Procuro um arame flexível, um fio de luz... nada. Procuro no canto
das tralhas e encontro uma capa de cabo de freio de bicicleta, nova, mas
perfeita para esta função. Foi colocar a capa adentro e tirar, que a água
começou a escorrer.
O diagnóstico do Juarez estava correto. E agora, como encaminhar
esta água para longe do ar do vizinho de baixo?

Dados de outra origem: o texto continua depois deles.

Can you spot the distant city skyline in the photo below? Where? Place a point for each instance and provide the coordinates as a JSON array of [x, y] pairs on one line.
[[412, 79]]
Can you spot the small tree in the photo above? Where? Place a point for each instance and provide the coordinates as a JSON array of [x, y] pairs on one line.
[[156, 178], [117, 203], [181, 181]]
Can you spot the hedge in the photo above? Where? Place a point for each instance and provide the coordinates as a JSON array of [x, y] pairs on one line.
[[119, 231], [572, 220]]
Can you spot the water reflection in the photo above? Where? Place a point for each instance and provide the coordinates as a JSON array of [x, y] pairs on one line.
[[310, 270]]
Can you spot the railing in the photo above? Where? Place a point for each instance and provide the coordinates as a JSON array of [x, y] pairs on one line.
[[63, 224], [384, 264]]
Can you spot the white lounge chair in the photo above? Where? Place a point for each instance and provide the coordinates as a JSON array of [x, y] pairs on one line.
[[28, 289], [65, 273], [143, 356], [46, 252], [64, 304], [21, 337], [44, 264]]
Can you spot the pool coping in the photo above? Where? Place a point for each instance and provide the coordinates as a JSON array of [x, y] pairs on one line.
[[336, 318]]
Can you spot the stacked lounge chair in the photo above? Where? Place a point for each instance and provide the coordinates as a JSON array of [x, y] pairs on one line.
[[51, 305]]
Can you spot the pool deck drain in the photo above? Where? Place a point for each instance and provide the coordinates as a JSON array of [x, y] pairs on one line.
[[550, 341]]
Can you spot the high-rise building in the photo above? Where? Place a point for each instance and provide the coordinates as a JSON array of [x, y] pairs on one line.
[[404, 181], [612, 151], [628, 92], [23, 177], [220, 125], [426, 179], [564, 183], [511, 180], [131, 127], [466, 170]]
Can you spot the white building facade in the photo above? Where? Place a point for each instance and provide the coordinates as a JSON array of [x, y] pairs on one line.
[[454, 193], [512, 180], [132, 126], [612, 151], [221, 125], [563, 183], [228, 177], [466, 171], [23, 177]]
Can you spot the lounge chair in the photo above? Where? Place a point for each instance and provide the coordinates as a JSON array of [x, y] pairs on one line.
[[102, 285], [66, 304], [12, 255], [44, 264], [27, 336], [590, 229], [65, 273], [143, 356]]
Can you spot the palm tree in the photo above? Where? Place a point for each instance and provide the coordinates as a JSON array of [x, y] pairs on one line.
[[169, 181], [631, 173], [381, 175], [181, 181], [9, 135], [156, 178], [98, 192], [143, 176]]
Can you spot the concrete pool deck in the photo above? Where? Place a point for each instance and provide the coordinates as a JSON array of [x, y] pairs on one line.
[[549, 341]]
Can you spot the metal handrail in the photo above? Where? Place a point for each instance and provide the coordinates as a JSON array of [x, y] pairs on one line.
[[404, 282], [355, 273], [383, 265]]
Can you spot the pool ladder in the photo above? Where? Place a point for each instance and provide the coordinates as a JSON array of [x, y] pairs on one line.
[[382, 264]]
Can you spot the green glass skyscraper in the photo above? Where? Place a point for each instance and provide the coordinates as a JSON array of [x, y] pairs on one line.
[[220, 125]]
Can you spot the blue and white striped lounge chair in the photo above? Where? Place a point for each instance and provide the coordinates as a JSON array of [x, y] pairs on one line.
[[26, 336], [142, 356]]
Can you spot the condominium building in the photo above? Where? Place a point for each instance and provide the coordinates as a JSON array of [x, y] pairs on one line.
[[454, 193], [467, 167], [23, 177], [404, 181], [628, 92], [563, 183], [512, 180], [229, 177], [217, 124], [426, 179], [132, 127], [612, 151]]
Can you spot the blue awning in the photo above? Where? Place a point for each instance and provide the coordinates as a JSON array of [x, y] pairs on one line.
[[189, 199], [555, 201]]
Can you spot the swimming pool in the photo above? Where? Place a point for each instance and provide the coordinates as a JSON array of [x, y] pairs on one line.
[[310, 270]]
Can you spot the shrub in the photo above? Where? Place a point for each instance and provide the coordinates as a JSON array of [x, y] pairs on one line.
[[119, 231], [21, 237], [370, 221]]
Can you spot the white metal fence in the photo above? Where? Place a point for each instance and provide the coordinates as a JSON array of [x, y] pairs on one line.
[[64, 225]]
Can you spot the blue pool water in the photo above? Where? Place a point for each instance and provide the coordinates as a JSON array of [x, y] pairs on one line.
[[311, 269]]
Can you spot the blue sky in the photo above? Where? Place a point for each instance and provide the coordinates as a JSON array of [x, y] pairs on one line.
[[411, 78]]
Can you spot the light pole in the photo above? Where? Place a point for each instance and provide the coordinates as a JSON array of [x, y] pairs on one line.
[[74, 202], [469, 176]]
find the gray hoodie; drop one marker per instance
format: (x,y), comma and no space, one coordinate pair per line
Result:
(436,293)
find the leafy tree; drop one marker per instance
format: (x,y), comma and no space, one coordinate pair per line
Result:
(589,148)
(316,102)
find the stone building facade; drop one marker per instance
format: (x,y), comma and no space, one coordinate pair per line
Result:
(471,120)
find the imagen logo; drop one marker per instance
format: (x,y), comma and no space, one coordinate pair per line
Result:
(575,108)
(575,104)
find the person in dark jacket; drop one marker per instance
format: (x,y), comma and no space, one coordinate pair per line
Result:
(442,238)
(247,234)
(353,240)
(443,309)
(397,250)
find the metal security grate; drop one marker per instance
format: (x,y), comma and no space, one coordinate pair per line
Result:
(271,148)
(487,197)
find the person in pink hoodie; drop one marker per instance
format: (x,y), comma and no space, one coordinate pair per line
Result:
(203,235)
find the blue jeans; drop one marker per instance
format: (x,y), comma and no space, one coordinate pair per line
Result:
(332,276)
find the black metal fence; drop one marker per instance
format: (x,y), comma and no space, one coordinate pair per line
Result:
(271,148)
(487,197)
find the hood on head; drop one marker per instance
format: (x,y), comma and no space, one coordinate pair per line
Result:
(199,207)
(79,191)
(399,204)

Nosso técnico inventou uma solução, um conector de três pontas nas
direções (XYZ da geometria analítica). Era só comprar e instalar, eu mesmo
poderia fazer, disse o Juarez. Ele já ia indo quando perguntei o preço da
consultoria: nada, não. Insisti que sua meia hora fosse valorizada, paguei
vinte reais e ele saiu feliz dizendo que tomaria “uma cerveja em minha
homenagem”.
Desço e vou na ferragem do outro lado da rua. O tal conector não
existe, o único de três pontas tem o formato de um “T”. Com o vendedor da
ferragem, pensamos uma alternativa, uma boa e engenhosa gambiarra: um “T”
ligado a um joelho por um pedaço de mangueira.
Chego em casa e começo a montagem. Primeiro problema: não cabem os
dois braços no espaço no canto da janela onde está localizado o aparelho
externo. Se chegar ao ponto da manutenção com o outro braço (o direito) será ao
custo de uma das pernas no ar, ou as duas. Ou seja, inviável na altura do 13º
andar.
Retirar as peças instaladas foi fácil, mas engatar a mangueira no
conector com um braço só foi desafiador. Tento utilizar uma caneca com água
fervente para amolecer a mangueira e
depois de uma meia hora tentando, desisto, pois a mangueira não tinha firmeza
alguma e começava a deformar quando eu fazia pressão com o conector. Pensar em
outra estratégia...
No chão da sala vejo que materiais estão à disposição, tento
encontrar em um jogo de tentativas alguma solução. Um cano de PVC de rede
hidráulica entra justo no conector, perfeito, mas seu diâmetro externo deixa a
mangueira folgada. De qualquer modo, será possível encaixar com um braço só. O
jeito é apelar para um silicone.
Encaixo tudo que posso no chão da sala e começo com um braço a
juntar as peças. O silicone preenchendo a folga entre o cano e a mangueira
deveria vedar. Mas não vedou: seguia pingando, escorrendo por essa brecha até o
ponto mais baixo da mangueira, até o aparelho do vizinho de baixo.
Já era noite, não enxergava nada sem lanterna, melhor deixar par
ao dia seguinte.
Mais silicone, esperar secar, mais um teste.
Mais silicone, esperar secar, mais um teste.
Mais silicone, esperar secar, mais um teste.
Mais silicone, esperar secar, mais um teste.
Mais silicone, esperar secar, mais um teste.
Retiro todo o silicone, já é o quinto dia tentando solucionar o
problema. A gambiarra não está respondendo bem. Preocupação. Retiro toda a
massa de silicone, refaço a vedação com cuidado para não ficar nenhum furo. Mas
não vedou, seguia pingando...
Sexto dia de obra, estou intrigado, ligo o ar e procuro entender
por onde vaza. Descubro, enfim, que é no encaixe do cano de PVC com o conector
que vazava. Lembram que falei que o encaixe foi perfeito. Perfeito não existe.
Nesse encaixe, por ser justo, o silicone não era a melhor opção.
Fiz uso da velha cola Durepoxi, infalível. Duas horas depois o teste - somente
pingando na extremidade do cano, longe do aparelho de ar do vizinho e, melhor,
escorrendo pela parede.
No sétimo dia, descansei na sala com ar quente.